The satellite radio analysis system mainly targets active SAR satellites and Earth observation satellites, and GPS satellites should also be targeted. Regional communication satellites in geostationary orbit are also subject to analysis because they can be used in the military. Passive EO/IR satellites are not a jamming target, but they must be tracked to protect important strategic facilities in Korea.
China is operating a resource exploration satellite for civilian research that can be used for military purposes, and dozens of Yaogan series satellites are being operated in the fields of EO/IR and SAR and EUNT, which are military information collection satellites. Since 2018, GPS satellites have also been operating 35 satellites globally. Japan established the Defense Ministry Information Headquarters (DIH) in 1997, and in March 2003, it launched a pair of EO satellites and SAR satellites into space and began operation. Currently, it operates 10 reconnaissance satellites.
The satellite radio analysis system should be built to receive both low-orbit satellite and geostationary satellite radio waves, and a multi-band reception antenna is also required to simultaneously receive radio waves from many satellites with different frequencies.
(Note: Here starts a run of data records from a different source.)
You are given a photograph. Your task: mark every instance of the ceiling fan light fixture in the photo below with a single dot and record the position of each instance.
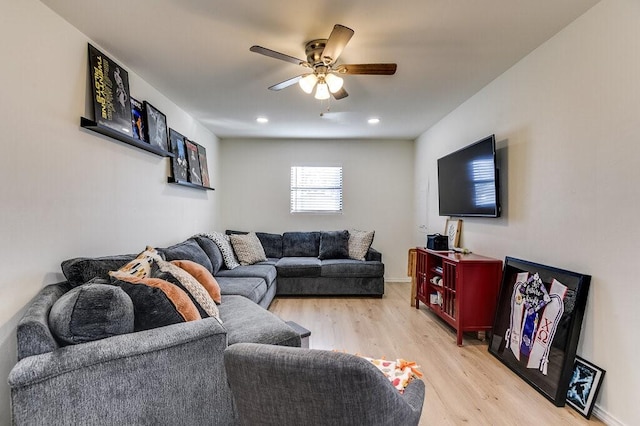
(334, 82)
(308, 82)
(322, 91)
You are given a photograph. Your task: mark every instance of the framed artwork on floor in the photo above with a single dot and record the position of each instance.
(110, 92)
(537, 324)
(204, 169)
(193, 162)
(584, 386)
(179, 165)
(156, 126)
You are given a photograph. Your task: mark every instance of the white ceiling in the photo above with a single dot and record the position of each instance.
(196, 52)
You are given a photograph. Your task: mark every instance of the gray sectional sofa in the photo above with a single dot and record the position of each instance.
(173, 374)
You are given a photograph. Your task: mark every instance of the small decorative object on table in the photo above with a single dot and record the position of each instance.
(452, 231)
(156, 125)
(584, 386)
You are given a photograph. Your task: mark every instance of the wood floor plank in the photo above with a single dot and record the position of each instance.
(464, 385)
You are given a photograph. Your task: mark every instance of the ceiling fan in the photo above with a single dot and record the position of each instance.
(324, 73)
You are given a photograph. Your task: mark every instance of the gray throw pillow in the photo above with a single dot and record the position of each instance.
(334, 245)
(91, 312)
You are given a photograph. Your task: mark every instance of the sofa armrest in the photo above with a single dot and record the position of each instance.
(178, 370)
(373, 255)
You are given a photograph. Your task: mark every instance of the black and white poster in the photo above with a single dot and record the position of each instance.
(204, 168)
(110, 87)
(179, 163)
(156, 125)
(137, 120)
(194, 162)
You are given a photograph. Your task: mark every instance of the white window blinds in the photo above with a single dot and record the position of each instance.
(316, 189)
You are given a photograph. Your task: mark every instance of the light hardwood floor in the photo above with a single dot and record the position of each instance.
(464, 385)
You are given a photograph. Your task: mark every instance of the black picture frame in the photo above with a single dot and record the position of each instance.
(584, 386)
(204, 168)
(193, 161)
(110, 92)
(537, 324)
(179, 164)
(138, 126)
(156, 127)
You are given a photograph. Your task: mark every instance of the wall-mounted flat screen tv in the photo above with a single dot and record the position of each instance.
(468, 181)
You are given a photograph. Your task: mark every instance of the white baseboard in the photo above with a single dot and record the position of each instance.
(605, 417)
(397, 280)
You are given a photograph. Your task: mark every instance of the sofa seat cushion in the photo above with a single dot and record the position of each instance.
(247, 322)
(300, 244)
(299, 267)
(349, 268)
(262, 270)
(253, 288)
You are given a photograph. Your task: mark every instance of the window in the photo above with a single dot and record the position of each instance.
(316, 189)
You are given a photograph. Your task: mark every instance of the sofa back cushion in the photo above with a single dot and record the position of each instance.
(334, 245)
(187, 250)
(271, 243)
(300, 244)
(80, 270)
(212, 251)
(91, 312)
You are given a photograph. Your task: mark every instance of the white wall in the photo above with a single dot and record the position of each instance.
(567, 119)
(66, 192)
(377, 190)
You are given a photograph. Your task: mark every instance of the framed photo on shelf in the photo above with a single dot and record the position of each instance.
(179, 164)
(452, 231)
(537, 324)
(204, 169)
(156, 126)
(110, 92)
(584, 386)
(193, 162)
(137, 120)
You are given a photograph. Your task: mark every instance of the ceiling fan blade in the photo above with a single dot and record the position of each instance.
(277, 55)
(372, 69)
(340, 94)
(287, 83)
(338, 39)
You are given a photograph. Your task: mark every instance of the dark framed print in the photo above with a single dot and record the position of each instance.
(193, 162)
(537, 324)
(584, 386)
(110, 87)
(138, 120)
(179, 165)
(204, 169)
(156, 126)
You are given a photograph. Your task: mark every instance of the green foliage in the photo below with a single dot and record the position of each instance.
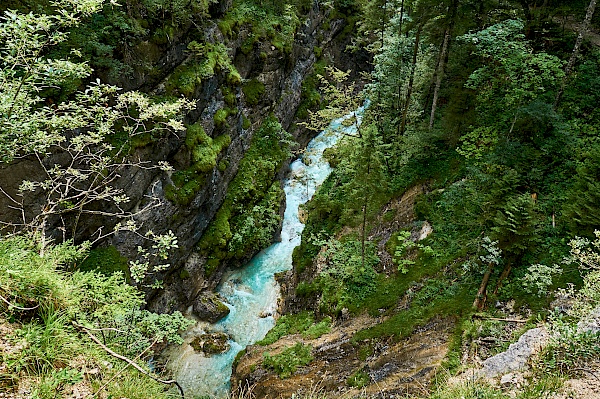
(318, 329)
(287, 362)
(346, 281)
(581, 207)
(276, 23)
(62, 306)
(513, 75)
(300, 323)
(246, 221)
(358, 379)
(288, 324)
(106, 261)
(208, 59)
(204, 152)
(403, 246)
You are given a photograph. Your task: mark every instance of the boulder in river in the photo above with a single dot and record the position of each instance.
(209, 307)
(211, 344)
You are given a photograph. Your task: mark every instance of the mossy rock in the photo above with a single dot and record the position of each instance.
(211, 344)
(208, 307)
(253, 91)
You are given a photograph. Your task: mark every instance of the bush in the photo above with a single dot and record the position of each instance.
(286, 363)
The satellite radio analysis system should analyze the antenna azimuth and elevation items of the receiving system as well as the longitude, latitude, linear (vertical, horizontal) polarization, circular (left-hand, priority) polarization, bandwidth, center frequency, occupied bandwidth, signal level, and S/N ratio of the target satellite and store them in the Data Base.
Since linking the satellite radio analysis system and the jamming system needs to consider the beam width and the Swath width of the SAR satellite, the satellite radio analysis system and the jamming system need to be built at an appropriate ratio. When the Army, Navy, and Air Force build similar (or same) systems, it is necessary to inter-work with each other by region.
In the future, when reviewing the establishment of a jamming system and a satellite radio analysis system, it will be necessary to study how to organize the system by army, navy,and air force, the concept of space operation of each military, the location of the operation unit to be protected, the type of satellite to be tracked and jamming, the configuration of a system that can receive and process as many satellite radio waves as possible at the same time, DB update, important national strategic facilities to be protected.